CCR3 Is Associated with the Death of a Photoreceptor Cell-line Induced by Light Exposure

The C-C chemokine receptor type 3 (CCR3) is the receptor for eotaxins (CCL-11, 24, 26), RANTES (CCL-5) and MCP-3 (CCL-7). It was reported that an inhibition of CCR3 by antagonists or antibodies reduces the degree of laser-induced choroidal neovascularization in mice, a model for wet age-related macular degeneration (AMD). Although several chemokine receptors have the potential of reducing the degree of the chronic inflammation in experimental dry AMD, the association of CCR3 remains unknown. The purpose of this study was to determine the role played by CCR3 in the death of 661W cells which are cells of a murine photoreceptor-derived cell line as an in vitro model of dry AMD. The expression of CCR3 was increased in the 661W cells after light exposure.
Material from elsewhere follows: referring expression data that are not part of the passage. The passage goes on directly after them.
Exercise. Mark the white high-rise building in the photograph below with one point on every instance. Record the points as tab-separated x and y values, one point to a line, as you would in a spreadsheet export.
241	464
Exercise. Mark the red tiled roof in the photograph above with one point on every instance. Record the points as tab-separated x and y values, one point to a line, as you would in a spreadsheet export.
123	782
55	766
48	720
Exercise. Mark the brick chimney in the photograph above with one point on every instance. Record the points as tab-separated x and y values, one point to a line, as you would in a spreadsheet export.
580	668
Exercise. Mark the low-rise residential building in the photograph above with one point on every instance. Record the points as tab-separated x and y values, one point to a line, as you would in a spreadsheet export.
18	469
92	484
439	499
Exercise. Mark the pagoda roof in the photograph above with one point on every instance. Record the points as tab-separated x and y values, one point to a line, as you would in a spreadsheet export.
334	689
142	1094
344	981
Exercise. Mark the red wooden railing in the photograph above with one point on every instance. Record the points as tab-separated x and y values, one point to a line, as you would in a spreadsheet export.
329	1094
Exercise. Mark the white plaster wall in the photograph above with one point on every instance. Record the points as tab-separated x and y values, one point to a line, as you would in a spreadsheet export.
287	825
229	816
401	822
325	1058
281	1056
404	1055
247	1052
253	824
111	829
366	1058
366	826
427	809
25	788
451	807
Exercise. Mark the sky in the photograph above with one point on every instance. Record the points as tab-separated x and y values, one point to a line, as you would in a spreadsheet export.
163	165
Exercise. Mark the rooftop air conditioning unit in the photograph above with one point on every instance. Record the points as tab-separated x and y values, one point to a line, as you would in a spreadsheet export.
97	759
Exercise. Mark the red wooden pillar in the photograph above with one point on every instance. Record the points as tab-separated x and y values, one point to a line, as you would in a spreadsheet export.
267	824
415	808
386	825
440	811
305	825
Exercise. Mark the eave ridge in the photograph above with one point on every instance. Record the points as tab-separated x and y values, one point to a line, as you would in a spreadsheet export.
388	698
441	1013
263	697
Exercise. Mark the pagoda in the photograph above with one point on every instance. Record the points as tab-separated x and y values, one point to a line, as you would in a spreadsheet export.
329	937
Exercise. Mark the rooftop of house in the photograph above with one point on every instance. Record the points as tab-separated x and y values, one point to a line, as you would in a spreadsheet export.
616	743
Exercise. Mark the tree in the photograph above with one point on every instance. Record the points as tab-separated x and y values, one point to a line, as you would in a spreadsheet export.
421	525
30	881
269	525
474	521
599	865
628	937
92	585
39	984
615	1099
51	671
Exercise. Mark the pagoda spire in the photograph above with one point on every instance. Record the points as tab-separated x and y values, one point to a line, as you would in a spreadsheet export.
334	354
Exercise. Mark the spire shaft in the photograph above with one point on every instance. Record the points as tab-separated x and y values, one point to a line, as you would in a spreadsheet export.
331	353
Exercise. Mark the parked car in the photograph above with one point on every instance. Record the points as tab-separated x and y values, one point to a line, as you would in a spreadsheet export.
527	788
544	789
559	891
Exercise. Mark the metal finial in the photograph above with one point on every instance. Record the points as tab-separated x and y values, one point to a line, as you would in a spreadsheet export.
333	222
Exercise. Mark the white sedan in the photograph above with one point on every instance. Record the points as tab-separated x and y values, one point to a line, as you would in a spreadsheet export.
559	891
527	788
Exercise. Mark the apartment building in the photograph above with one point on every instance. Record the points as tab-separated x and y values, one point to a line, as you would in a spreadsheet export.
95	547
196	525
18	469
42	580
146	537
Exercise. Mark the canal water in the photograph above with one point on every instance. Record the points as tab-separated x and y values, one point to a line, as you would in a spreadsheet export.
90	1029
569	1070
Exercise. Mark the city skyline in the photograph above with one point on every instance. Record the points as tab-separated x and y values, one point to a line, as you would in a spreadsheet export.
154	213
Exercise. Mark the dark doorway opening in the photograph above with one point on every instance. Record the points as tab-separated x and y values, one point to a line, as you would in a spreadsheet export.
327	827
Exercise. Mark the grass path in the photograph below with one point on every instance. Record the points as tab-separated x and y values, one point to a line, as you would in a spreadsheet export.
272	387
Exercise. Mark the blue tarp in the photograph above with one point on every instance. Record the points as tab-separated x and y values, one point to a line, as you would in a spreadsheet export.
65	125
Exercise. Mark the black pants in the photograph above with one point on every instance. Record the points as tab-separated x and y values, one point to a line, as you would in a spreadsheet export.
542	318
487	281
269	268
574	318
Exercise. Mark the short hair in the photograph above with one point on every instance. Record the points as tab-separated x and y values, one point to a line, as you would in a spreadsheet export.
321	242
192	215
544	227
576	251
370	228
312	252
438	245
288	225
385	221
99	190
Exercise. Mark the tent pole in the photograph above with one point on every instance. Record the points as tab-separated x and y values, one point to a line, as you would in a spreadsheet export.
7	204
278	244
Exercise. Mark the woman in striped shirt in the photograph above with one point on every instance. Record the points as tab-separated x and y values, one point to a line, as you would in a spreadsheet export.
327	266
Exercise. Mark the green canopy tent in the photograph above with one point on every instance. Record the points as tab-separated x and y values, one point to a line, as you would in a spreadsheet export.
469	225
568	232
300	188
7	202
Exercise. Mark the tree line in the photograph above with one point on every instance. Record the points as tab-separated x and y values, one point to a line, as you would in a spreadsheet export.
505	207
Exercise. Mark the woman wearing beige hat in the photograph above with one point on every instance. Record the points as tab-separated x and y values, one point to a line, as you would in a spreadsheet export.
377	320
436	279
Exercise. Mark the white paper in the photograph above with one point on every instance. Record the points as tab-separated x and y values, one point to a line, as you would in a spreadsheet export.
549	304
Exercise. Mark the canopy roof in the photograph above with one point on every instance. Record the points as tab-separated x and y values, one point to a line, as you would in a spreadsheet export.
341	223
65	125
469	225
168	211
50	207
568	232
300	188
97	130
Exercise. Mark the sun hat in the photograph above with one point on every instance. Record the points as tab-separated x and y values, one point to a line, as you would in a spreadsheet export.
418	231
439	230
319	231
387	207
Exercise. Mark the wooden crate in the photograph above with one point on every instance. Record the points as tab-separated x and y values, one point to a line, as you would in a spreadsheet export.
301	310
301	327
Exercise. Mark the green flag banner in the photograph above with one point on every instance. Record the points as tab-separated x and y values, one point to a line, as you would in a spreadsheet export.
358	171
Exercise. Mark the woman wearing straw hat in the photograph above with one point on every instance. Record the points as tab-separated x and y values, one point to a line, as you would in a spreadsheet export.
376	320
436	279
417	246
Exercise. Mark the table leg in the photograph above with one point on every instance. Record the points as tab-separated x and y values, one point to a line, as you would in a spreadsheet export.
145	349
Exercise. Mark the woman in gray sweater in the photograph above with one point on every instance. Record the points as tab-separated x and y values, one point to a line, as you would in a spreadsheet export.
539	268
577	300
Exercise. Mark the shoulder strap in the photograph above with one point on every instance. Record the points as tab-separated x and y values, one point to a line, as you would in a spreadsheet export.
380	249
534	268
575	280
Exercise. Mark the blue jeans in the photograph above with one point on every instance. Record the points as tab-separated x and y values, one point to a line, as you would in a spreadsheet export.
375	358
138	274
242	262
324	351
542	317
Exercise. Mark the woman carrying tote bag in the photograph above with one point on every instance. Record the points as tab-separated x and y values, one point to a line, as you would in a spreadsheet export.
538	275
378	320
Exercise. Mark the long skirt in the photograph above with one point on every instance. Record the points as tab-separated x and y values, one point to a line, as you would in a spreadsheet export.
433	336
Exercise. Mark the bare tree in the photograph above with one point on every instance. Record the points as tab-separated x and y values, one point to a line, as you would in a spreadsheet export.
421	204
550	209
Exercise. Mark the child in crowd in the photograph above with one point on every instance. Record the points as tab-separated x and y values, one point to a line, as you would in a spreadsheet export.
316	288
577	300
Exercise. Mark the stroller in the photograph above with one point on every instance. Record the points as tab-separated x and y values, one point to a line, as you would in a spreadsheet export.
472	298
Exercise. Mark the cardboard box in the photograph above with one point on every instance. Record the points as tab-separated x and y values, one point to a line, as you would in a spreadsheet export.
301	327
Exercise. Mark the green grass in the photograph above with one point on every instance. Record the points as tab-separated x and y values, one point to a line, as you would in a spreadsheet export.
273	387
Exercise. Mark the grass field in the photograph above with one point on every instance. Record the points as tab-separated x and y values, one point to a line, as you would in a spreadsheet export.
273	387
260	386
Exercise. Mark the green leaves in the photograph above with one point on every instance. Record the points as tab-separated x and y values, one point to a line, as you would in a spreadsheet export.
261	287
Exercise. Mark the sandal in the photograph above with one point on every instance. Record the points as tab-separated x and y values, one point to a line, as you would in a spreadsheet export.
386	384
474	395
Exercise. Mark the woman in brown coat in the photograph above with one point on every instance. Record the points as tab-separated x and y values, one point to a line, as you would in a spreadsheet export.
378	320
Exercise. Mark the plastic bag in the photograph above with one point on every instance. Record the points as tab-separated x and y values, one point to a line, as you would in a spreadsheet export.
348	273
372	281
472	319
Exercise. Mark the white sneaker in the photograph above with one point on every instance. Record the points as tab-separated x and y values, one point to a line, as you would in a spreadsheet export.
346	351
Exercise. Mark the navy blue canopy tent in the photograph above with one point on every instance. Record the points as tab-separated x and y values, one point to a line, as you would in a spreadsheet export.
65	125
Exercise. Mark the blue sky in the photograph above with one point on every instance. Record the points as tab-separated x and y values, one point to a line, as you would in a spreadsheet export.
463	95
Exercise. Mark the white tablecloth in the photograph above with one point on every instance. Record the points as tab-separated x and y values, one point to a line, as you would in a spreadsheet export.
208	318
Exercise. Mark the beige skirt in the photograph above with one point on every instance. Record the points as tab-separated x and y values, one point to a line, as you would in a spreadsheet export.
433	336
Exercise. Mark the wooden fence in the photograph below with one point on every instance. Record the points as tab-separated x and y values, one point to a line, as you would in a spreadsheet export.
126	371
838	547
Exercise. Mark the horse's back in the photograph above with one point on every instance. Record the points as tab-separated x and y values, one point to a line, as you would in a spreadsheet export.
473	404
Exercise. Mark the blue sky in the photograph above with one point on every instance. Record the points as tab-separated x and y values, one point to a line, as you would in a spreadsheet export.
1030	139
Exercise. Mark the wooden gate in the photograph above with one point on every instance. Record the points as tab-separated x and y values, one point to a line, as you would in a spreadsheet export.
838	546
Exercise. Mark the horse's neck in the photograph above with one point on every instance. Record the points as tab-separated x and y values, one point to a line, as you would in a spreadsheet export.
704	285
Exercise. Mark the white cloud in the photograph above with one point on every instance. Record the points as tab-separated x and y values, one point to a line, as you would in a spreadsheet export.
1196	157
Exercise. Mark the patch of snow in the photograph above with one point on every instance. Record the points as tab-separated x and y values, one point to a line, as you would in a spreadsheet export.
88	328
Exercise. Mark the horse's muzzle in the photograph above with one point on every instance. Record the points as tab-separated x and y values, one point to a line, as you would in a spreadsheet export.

Inhibition of CCR3 reduced the rate of cell death induced by light exposure. A blockade of CCR3 signaling by CCR3 silencing and two kinds of CCR3 antagonists, SB 328437 and SB 297006, reduced the rate of light-induced cell death. In addition, CCR3 inhibition decreased the level of reactive oxygen species and the activation of caspase-3/7 induced by light exposure. These findings indicated that the CCR3 blockade should be considered for the treatment of the dry AMD.